Sobre todo porque probablemente sería la última noche de descanso que tendría en mucho tiempo.

– ¿Qué me espera hoy, Brad?

– Tienes que estar en la oficina a las ocho, no más tarde. Tracy y yo estaremos. Y también Bob Robison…

– ¿Bob lo sabe? -pregunté, bastante nervioso.

– Bob es el jefe de series. Por supuesto que lo sabe. Y aunque no me guste decírtelo, mañana a la hora de almorzar, esto será noticia en las dos costas. Lo que espera Tracy es que podamos redactar un comunicado en el que admitas que fue una utilización involuntaria; que lamentas el error, y que sólo eres culpable de repetir una buena broma. En fin, cuando hayamos redactado el comunicado, tienes una entrevista de diez minutos con el periodista de Variety…

– ¿Tengo que hablar con él cara a cara?

– Si quieres ganarte su comprensión, no hay otro modo. Y Tracy cuenta con que, si te concede el beneficio de la duda, podamos sacar nuestra versión de la historia simultáneamente con la mierda de columna de MacAnna, y con suerte cauterizar este asunto rápidamente.

– ¿Y si el tipo de Variety no se traga mi versión, qué?

Una vez más oí a mi productor respirar honda, profundamente.

– No adelantemos hechos.

Un largo silencio. Levanté la mirada un momento y me vi en el espejo que había frente a la cama. Parecía un ciervo que acabara de quedar expuesto ante los faros de un camión: aterrorizado, y sin embargo extrañamente inmóvil… e incapaz de creer que un destino tan absurdo estuviera a punto de abatirse sobre él.

– David, ¿sigues ahí? -preguntó Brad.

– Sí -dije bajito-. Es que no me lo puedo creer, Brad. Estoy hecho polvo.

– Oye, ya sé que es un desastre…

– ¿Un desastre? Es una locura. Sobre todo porque es mucho ruido por nada.

– Exactamente. ¡Y eso es lo que vamos a decir! Por eso sé que lo superaremos. Pero David, hay algo que debo preguntarte…

Sabía lo que iba a decir.

– No -dije-. Nunca, nunca he plagiado nada intencionadamente. Y no, que yo sepa, no hay otros párrafos o citas involuntarias del trabajo de otros en ninguno de mis guiones de Te vendo.

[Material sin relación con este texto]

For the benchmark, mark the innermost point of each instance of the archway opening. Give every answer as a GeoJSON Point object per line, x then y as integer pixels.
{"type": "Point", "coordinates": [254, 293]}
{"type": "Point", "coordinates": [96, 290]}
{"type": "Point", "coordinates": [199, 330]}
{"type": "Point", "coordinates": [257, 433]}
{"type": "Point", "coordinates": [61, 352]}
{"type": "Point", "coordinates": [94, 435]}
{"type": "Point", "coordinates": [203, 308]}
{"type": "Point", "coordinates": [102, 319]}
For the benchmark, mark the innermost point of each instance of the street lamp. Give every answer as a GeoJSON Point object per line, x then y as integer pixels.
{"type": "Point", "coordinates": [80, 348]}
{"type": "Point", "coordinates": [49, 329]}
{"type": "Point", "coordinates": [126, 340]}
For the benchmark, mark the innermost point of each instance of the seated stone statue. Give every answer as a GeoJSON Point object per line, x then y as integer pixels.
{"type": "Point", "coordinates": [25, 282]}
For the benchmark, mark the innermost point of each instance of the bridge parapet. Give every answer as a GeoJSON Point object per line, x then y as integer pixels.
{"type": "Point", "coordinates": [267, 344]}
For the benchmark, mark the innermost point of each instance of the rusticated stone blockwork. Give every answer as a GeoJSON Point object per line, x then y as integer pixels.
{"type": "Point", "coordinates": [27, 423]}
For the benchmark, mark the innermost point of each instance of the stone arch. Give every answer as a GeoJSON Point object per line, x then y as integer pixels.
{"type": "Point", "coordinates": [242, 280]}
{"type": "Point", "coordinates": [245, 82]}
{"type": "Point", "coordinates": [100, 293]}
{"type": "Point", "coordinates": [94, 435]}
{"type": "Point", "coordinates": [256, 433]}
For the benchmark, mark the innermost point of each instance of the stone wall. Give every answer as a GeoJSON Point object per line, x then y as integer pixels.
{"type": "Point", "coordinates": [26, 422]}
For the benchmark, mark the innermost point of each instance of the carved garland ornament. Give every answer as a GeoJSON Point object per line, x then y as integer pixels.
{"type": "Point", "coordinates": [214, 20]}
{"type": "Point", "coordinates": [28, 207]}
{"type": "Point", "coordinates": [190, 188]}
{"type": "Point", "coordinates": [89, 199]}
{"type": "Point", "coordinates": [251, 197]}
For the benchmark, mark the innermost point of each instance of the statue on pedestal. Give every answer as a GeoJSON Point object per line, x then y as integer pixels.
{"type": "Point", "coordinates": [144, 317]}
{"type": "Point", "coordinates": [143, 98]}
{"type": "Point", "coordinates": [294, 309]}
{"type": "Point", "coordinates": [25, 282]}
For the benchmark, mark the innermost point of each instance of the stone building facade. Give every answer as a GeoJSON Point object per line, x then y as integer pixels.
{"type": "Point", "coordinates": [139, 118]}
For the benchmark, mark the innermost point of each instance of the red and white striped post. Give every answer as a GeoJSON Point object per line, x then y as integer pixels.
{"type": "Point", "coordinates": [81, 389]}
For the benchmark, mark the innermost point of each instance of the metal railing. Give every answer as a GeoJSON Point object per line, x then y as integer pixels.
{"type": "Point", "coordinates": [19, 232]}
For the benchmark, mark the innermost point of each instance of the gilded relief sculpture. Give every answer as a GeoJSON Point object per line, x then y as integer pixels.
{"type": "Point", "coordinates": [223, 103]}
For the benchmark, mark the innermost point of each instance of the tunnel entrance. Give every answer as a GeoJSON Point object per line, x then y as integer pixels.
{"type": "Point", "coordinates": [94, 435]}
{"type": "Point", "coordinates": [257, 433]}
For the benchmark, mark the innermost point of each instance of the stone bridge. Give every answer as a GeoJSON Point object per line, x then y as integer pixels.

– Es exactamente lo que quería oír. Ahora mueve el culo y ven rápidamente. Va a ser un día muy largo.

En el coche, durante el trayecto a la oficina, llamé a Alison a casa. Como yo, estaba medio dormida cuando descolgó el teléfono. Pero cuando terminé de explicarle por qué la llamaba estaba totalmente despejada.

– Es la cosa más rastrera que he oído en mi vida -dijo Alison cuando le resumí la columna de MacAnna-, y te aseguro que me he topado con cosas bastante viscosas.

– Lo mires como lo mires, es un desastre.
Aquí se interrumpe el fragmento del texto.